Four disabled peers have called on the hotel industry to do far more to improve access for their customers.
The debate in the House of Lords heard from the disabled peers Baroness [Celia] Thomas, Baroness [Jane] Campbell, Baroness [Sue] Masham and Baroness [Tanni] Grey-Thompson.
Baroness Thomas, a Liberal Democrat peer, who tabled the question that led to the debate, said there was “no doubt” that thousands of hotels around the country were not meeting “basic” access requirements laid out in Part M of the building regulations.
But she said the problems were mostly with smaller, independent hotels, rather than large hotel chains.
She said she had become “thoroughly frustrated in booking various hotels away from London over the past year that did not have adequate facilities for a disabled person such as me”.
She said: “Last year I was solemnly told by one hotel that yes, they had a disabled bedroom, but it was on the first floor. Had they got a lift? No.”
And she said she was shocked to be told that some hotel managers “do not want any of their rooms to look ‘medicalised’ because it puts non-disabled people off”.
One peer who has heard that excuse himself has agreed to sponsor a competition – anonymously – to improve the “non-medicalised design of hotel rooms for disabled visitors”, she added.
Baroness Campbell, a crossbench peer, said that some hotel chains – such as Premier Inn and Holiday Inn – do take access seriously.
But she said that legal reforms and cuts to legal aid, as well as the limited funds of the Equality and Human Rights Commission, meant that “disabled people now rarely assert their rights through the judicial system” when faced with a lack of provision.
She said: “The cost and complexity of taking a case to court and the low level of damages available are serious deterrents. Hence, little changes.”
And she said that government research published last year showed it was easier to arrange holidays for disabled people overseas than in Britain.
She said: “Thousands of customers were being turned away from hotels and self-catering accommodation because there were not enough accessible rooms to meet demand.”
She added: “Last week, I tried to find wheelchair accessible accommodation [a self-catering cottage] in north Devon, on the coast, to go away with my friend who dared to also be in a wheelchair. There was only one option in the entire county and none by the sea.”
She asked the government what action it was taking to remedy the situation, and whether it had asked the hospitality industry to identify the reasons for its failure to comply with the “clear provisions of the Equality Act”.

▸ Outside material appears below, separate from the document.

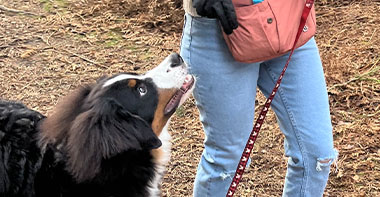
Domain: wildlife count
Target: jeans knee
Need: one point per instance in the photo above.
(324, 162)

Baroness Campbell said: “Disabled people have been repeatedly told by this government that they must work harder to become part of the British workforce.
“However, to do so, many of us need to use hotels for meetings and overnight stays, and in order to work hard we also need to rest and play.”
Her fellow crossbench peer Baroness [Tanni] Grey-Thompson said that one of the problems was defining the “reasonable adjustments” that hotels must make under the Equality Act, and the inconsistency in standards.
She said: “Many building projects simply slip through the net because there is not enough time to monitor or people do not know what they are looking for.”
She added: “I have simply lost count of how many times cost has been given as a reason for not doing anything.
“The data show that the cost is not prohibitive and that, in virtually every case, it can be recouped by the new business that is found.”
Another crossbench peer, Baroness Masham, said that some hotels and chains made “helpful efforts… to provide disabled guests with what they need, while others do very little to improve access”.
The Liberal Democrat Baroness Jolly, speaking for the government, said the law “recognises the need to strike a balance between the needs of disabled people and the interests of service providers”, and that “being accessible should not mean that hotels need to look medicalised”.
She said: “I acknowledge concerns raised this evening that the duty to make reasonable adjustments may not be working.
“However, we are not aware of any evidence to suggest that that is the case, as some disabled people have successfully won court cases against service-providers who have not made reasonable adjustments for them.
“Where it is brought to the attention of the Equality and Human Rights Commission, it has legislative powers to investigate and, if necessary, take enforcement action against service providers who refuse and/or fail to make reasonable adjustments for disabled people.”
And she said that VisitEngland – the country’s national tourist board – “does much to raise awareness of the legal obligations of accommodation providers”.
But she admitted that only 427 accommodation businesses – out of more than 66,000 – had joined VisitEngland’s national accessible scheme to “develop and promote their accessibility for disabled travellers”, and that VisitEngland was “exploring options” to expand membership.
She said that VisitEngland would hold its first “access for all” tourism conference on 18 March, as part of English Tourism Week, in a bid to “upskill tourism operators”.